Bouche volumineuse, ample et souple. Grande longueur. Tannins
fins. 15,5/20
CHÂTEAU SIRAN
Fort arôme de cèdre, corps bien plus puissant que celui de la
moyenne des margaux, mais fin de bouche un peu trop
monolithique, limitée à un tannin très épicé mais sans raffinement
particulier. 15/20
CHÂTEAU LABÉGORCE
Rond, charmeur, avec une allonge agréable, Labégorce est bien
réussi dans un style simple sans extraction intempestive. Il semble
pour le moment légèrement plus accompli que son voisin et
camarade d’écurie Zédé. 15/20
CHÂTEAU DESMIRAIL
Comme souvent, l’échantillon est un peu faible en corps et flou,
mais l’expérience montre qu’en bouteille, Desmirail se présente
beaucoup mieux qu’en primeur et brille par une finesse
aromatique rare dans le secteur, bien qu’elle ait fait la réputation
de l’appellation.

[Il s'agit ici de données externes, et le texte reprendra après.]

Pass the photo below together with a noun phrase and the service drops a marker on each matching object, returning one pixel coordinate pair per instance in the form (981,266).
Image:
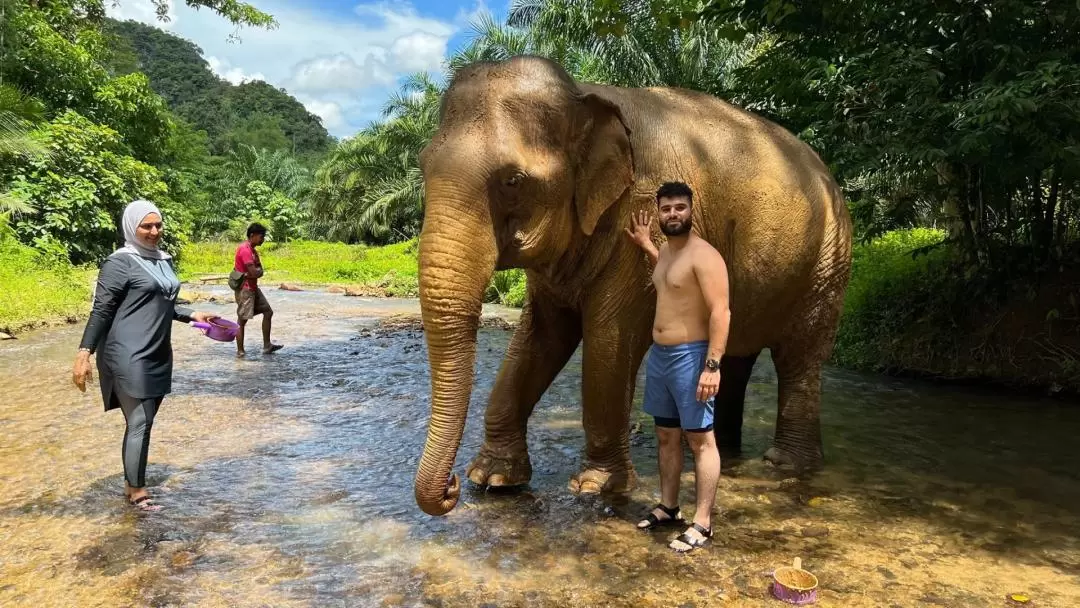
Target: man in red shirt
(250,298)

Attendons deux ans pour mieux juger le vin.
14,5-15/20
CHÂTEAU MARQUIS D’ALESME
Robe très foncée. Nez fermé. La bouche a du volume, de la
souplesse, un joli fruit, jolis tannins en finale. 14,5-15/20
CHÂTEAU MONGRAVEY
Charmeur mais structuré, profond et long, Mongravey montre une
finale bien formée. 14-14,5/20
CHÂTEAU LABÉGORCE ZÉDÉ
Robe foncée. Nez un peu fermé. La bouche est fine, souple, peu
imposante, vin assez droit dans son ensemble. 14/20
CHÂTEAU MARQUIS DE TERME
L’échantillon se dégustait mal, avec un arôme puissant et étrange
de caoutchouc brûlé sans doute donné par des merlots excessifs.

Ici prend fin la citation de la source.